La fondazione Eleutheria possiede una delle più grandi collezioni di arte socialista della Repubblica Ceca. Per questo finora le sue attività si concentravano sulla riabilitazione di questa epoca artistica, e questo non solo in Repubblica Ceca ma anche all’estero. Durante la sua non troppo lunga esistenza ha realizzato già diverse esposizioni di successo in Italia, Belgio e Repubblica Ceca. Il nucleo del progetto consiste nel tentativo di confrontare la creazione artistica dell’epoca socialista, comprese tutte le limitazioni che essa rappresentava per la libertà dell’espressione artistica, con l0opera degli artisti contemporanei.
Perché avete stabilito il limite di età di 40 anni?
In questo modo, conformemente al nostro proposito, abbiamo assicurato solo la partecipazione di quegli artisti la cui creazione si è sviluppata dopo la caduta della cortina di ferro.
A quali conclusioni vi ha portato questo confronto? Una continuità o piuttosto una discontinuità?
Abbiamo scoperto una certa continuità. Nell’ambito dell’esposizione sono visibili opere figurative che per il tema e il cromatismo si rifanno alle opere presenti nella collezione di arte socialista. La maggior parte delle opere, comunque, riflette le tendenze che possono essere registrate su tutta la scena artistica contemporanea di tutta Europa, come per esempio il ritorno alla pittura e in particolar modo all’iperrealismo, oppure la popolarità duratura dell’arte ispirata allo streetart.
È interessante notare come alcuni artisti cechi sentano ancora il bisogno di dialogare con l’estetica dei tempi del regime comunista, il più delle volte lo fanno con l’ironia tipicamente ceca, ma a volte si può percepire anche una certa nostalgia.
Qual è l’artista che l’ha colpita di più e perché?
Tra tutti ne citerei due: uno è Martin Kocourek con le sue installazioni poetiche nelle quali, per mezzo di semplici assemblaggi, dona nuova vita agli oggetti e ai materiali che portano in sé i segni del tempo. E poi Martin Matoušek che con passione applica su tele di dimensioni enormi il cemento e i colori creando così composizioni monumentali estremamente espressive.

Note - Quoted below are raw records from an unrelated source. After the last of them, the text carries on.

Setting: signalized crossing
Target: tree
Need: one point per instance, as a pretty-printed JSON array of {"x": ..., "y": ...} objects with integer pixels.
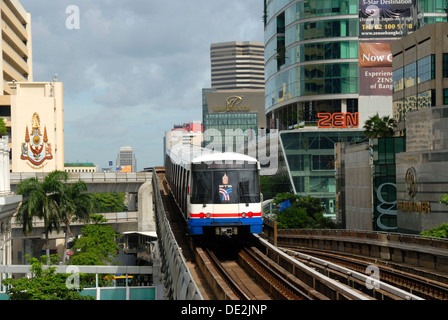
[
  {"x": 440, "y": 231},
  {"x": 42, "y": 200},
  {"x": 97, "y": 244},
  {"x": 3, "y": 129},
  {"x": 302, "y": 213},
  {"x": 379, "y": 127},
  {"x": 45, "y": 284},
  {"x": 76, "y": 205}
]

(gli artisti selezionati dalla commissione sono Hana Babak, Jan Kaláb, Martin Kocourek, Martin Matoušek, Jakub Matuška, Jan Mikulka, Jakub Nepraš, Ondřej Oliva, Tets Ohnari, Matěj Rejl, Zdeněk Trs e Roman Týc, NdR.)
Quali erano i criteri della selezione?
Scegliere solo 12 artisti è stato molto difficile. Siamo riusciti a raccogliere più di 600 artisti, spesso di qualità molto alta. La commissione internazionale (Genny di Bert, Enzo Cainero, Heinz Peter Hager, Francesco Augusto Razetto, Ottaviano Maria Razetto, Vladimír Rösel, NdR) ha accettato un compito non semplice e ha selezionato un campione rappresentativo che ha l’ambizione di illustrare l’ampia varietà di stili presenti oggi nella scena artistica ceca.
Sì, nella primavera del 2014 l’esposizione si sposta a Roma e l’edizione successiva dovrebbe tenersi probabilmente nel 2015.
In conclusione, quali sono i capisaldi di questo progetto?
Penso che l’elemento fondante del progetto sia quello di offrire vari livelli di dialogo: uno è il dialogo tra l’arte contemporanea e quella del regime passato, inoltre naturalmente il dialogo tra i cechi e gli italiani dato che l’iniziativa è italiana ma per gli artisti cechi. Un altro livello può essere trovato nel tentativo di coniugare il mondo dell’arte con quello del business.